На улице уже было темно, когда Саша, управившись со всеми делами, присела отдохнуть. Мишка спал беспокойным сном, хлюпая простуженным носом. Мать еще не появлялась. «Надо будет оставить дверь открытой, чтоб не разбудила ребенка, когда придет», — подумала Саша и провалилась в тяжелый сон.

Сквозь дрему ей чудились стуки, грохот, казалось, что пришел батя и они с матерью снова принялись ругаться. Снилось, что кричала тетя Ольга странным визгливым голосом, перерастающим в вой сирены… Впрочем, нет, вой сирены «скорой помощи» был на самом деле. Саша резко выпрямилась в кресле, чувствуя, как затекла спина, словно вернулись дни работы за ткацким станком. Кто-то барабанил в дверь. «Ч-черт, забыла про дверь», — чертыхнулась Саша.

На пороге стояла бледная тетя Оля, глаза ее лихорадочно блестели. «Выпила, что ли… вместе с маман», — успела подумать Саша.

— Там… плохо… Валюшке… сердце прихватило, — пробормотала соседка.

— Где? — Разом загудело в голове. Ноги застыли в коленях.

Ольга махнула рукой в сторону подъезда.

Отодвинув ее рукой, Саша, спотыкаясь, рванула вниз по лестнице.

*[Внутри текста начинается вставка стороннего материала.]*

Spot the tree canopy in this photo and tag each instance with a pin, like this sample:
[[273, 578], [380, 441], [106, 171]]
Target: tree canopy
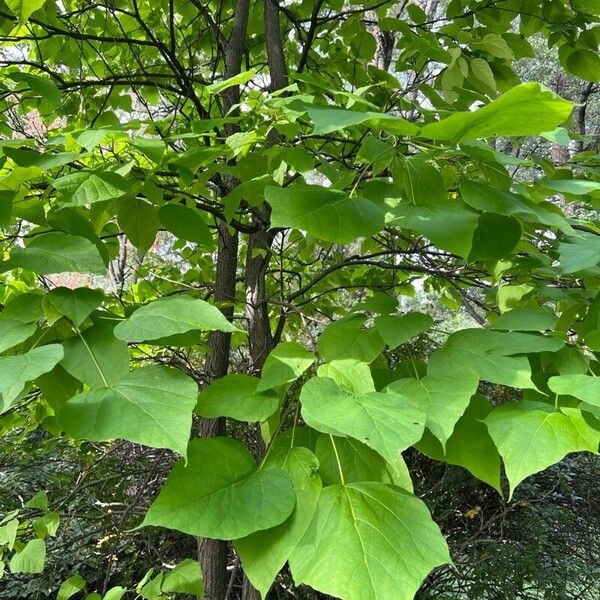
[[225, 224]]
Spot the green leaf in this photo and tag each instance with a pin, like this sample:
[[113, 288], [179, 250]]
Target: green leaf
[[13, 333], [70, 587], [584, 63], [526, 109], [496, 237], [328, 119], [525, 319], [185, 578], [583, 387], [139, 221], [221, 494], [443, 395], [470, 445], [23, 9], [84, 188], [57, 252], [530, 440], [399, 329], [172, 316], [39, 501], [75, 304], [30, 559], [348, 339], [264, 553], [368, 541], [286, 362], [448, 224], [357, 463], [236, 396], [17, 370], [351, 375], [186, 223], [387, 423], [329, 215], [96, 357], [483, 354], [152, 406]]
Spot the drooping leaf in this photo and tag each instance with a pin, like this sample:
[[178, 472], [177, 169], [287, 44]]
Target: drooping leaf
[[96, 357], [387, 423], [443, 394], [583, 387], [470, 445], [398, 329], [530, 440], [329, 215], [75, 304], [348, 339], [264, 553], [13, 332], [286, 362], [17, 370], [368, 541], [526, 109], [171, 316], [221, 494], [151, 405], [236, 396], [57, 252], [30, 559]]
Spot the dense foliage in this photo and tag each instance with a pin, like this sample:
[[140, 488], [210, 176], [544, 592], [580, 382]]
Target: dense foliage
[[276, 276]]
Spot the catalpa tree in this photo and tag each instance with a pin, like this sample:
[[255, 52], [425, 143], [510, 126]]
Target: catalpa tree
[[209, 213]]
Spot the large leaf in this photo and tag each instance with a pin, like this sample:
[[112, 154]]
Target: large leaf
[[442, 394], [57, 252], [484, 354], [286, 362], [349, 339], [329, 215], [526, 109], [13, 332], [221, 494], [96, 357], [151, 405], [84, 188], [387, 423], [236, 396], [368, 541], [75, 304], [580, 252], [264, 553], [529, 440], [16, 371], [171, 316], [398, 329], [470, 445]]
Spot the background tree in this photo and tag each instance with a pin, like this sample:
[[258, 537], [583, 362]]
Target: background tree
[[241, 197]]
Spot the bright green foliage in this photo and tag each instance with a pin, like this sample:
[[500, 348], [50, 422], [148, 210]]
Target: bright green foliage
[[388, 423], [151, 405], [30, 559], [368, 541], [161, 197], [219, 493], [529, 440], [169, 317], [264, 553], [443, 395], [57, 252], [236, 396]]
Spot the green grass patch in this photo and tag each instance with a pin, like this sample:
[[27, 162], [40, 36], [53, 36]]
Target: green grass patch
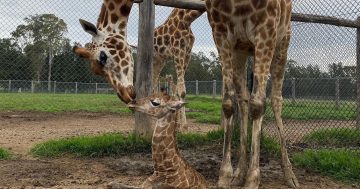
[[205, 109], [93, 146], [4, 154], [336, 137], [39, 102], [342, 165], [119, 144]]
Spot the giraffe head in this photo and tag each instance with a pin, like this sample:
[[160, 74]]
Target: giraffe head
[[109, 53], [157, 105]]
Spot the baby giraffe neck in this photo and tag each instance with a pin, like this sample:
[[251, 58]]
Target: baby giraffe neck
[[164, 150]]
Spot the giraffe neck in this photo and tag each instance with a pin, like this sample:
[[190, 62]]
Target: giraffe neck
[[184, 16], [114, 16], [164, 148], [192, 15]]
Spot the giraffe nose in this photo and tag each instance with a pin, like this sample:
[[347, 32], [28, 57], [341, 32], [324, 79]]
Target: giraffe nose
[[103, 58]]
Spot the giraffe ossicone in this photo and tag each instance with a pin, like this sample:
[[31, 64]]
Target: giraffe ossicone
[[109, 53]]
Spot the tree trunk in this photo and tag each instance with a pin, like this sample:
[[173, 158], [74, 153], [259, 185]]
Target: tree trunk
[[143, 125]]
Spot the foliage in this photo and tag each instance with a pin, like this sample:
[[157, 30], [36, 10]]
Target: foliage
[[336, 137], [97, 146], [343, 165], [119, 144], [13, 62], [4, 154], [41, 37]]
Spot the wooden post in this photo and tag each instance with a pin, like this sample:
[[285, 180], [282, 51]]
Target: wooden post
[[197, 87], [214, 88], [337, 93], [293, 94], [358, 75], [143, 85]]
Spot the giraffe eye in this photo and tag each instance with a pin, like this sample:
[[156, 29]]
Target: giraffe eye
[[103, 58], [154, 103]]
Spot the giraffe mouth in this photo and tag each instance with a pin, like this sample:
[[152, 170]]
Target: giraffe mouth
[[127, 94]]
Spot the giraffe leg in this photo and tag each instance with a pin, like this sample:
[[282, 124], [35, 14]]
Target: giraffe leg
[[228, 109], [180, 64], [239, 66], [158, 65], [277, 74], [263, 57]]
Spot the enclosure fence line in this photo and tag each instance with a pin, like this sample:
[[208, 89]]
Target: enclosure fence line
[[146, 29]]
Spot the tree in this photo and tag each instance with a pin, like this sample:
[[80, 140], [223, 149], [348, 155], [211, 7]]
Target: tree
[[41, 37], [13, 62]]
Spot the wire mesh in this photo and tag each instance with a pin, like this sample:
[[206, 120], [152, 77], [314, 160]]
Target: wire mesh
[[319, 87]]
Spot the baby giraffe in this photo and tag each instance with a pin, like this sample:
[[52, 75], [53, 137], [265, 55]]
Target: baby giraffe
[[170, 168]]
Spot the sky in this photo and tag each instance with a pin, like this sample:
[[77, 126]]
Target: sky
[[310, 44]]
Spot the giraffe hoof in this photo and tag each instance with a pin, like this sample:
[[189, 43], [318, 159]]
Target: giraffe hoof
[[291, 180]]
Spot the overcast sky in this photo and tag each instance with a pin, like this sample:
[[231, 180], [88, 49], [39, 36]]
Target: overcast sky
[[311, 43]]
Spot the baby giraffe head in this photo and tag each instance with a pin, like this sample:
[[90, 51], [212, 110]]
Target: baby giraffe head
[[157, 105]]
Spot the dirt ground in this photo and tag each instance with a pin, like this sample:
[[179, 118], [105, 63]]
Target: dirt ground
[[20, 131]]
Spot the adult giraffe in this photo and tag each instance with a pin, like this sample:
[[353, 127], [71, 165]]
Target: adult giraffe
[[174, 40], [260, 28], [109, 52]]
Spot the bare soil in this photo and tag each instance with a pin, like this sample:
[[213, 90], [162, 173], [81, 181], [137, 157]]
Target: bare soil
[[20, 131]]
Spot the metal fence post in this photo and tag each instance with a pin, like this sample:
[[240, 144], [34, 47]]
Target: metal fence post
[[358, 75], [214, 88], [197, 87], [9, 87], [337, 93], [54, 87], [32, 86], [293, 87]]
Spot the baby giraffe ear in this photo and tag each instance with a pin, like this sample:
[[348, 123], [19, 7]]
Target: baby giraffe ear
[[177, 104], [89, 27]]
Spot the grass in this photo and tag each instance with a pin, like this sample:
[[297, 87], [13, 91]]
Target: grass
[[4, 154], [337, 137], [61, 103], [119, 144], [92, 146], [205, 109], [342, 165]]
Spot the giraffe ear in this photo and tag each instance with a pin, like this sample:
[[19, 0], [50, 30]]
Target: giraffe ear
[[89, 27]]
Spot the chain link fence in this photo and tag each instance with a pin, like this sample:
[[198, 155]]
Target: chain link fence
[[319, 88]]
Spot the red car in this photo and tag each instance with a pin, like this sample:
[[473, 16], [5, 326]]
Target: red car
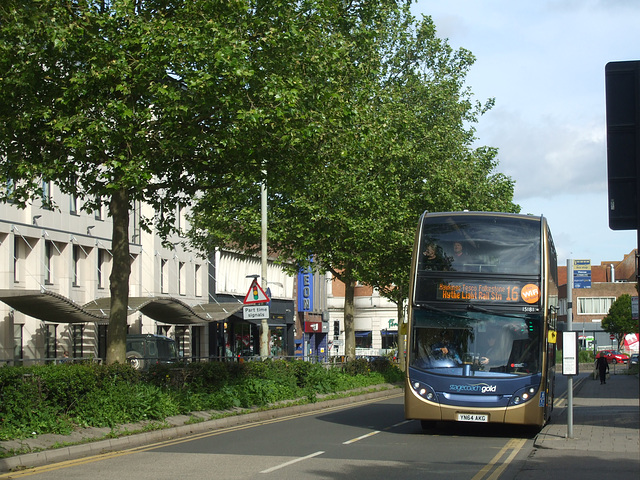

Во дворе было людно: персонал «скорой», соседи и несколько зевак. Мама полулежала на покосившейся дворовой скамейке, ее бледное лицо было неожиданно строгим и спокойным. Защемило сердце, Саша бросилась к ней:

— Мама, мамочка!

— Дочь? — спросила у кого-то врач и, получив положительный ответ, громко вздохнула и залезла обратно в машину. Было слышно, как она разговаривает с кем-то по громкой связи:

— Да не могу я, вызовите кого-нибудь! У меня еще целый журнал вызовов. Начало смены, а уже первый летальный… Да, давно… часа три уже. Синяя вся… Соседи говорят, пила сильно… ага. Ну, до связи.

Саша не слышала разговора, да и вообще ничего не слышала. Ни шушуканья за спиной, ни причитаний тети Оли. Она сидела перед матерью на корточках и смотрела в ее мертвое лицо. Поверх сильного сивушного запаха накладывался другой, не менее сильный запах. Запах смерти. И хотя Саша никогда прежде его не слышала, она со всей определенностью узнала его. В этом новом запахе не было скорби, отчаяния и сожаления. Смерть пахла погребом и покоем. Саша пыталась вспомнить мать другой, представить ее сомкнутые глаза открытыми, а губы теплыми и живыми, но ей никак это не удавалось. Она не могла отделаться от ощущения, что наконец-то видит мать… довольной. Смерть разгладила нахмуренные брови, помятое лицо, страдальчески сложенные губы. Исчезло нервное напряжение, сковывавшее лицо злой гримасой, судорожно сжатые руки расслабились.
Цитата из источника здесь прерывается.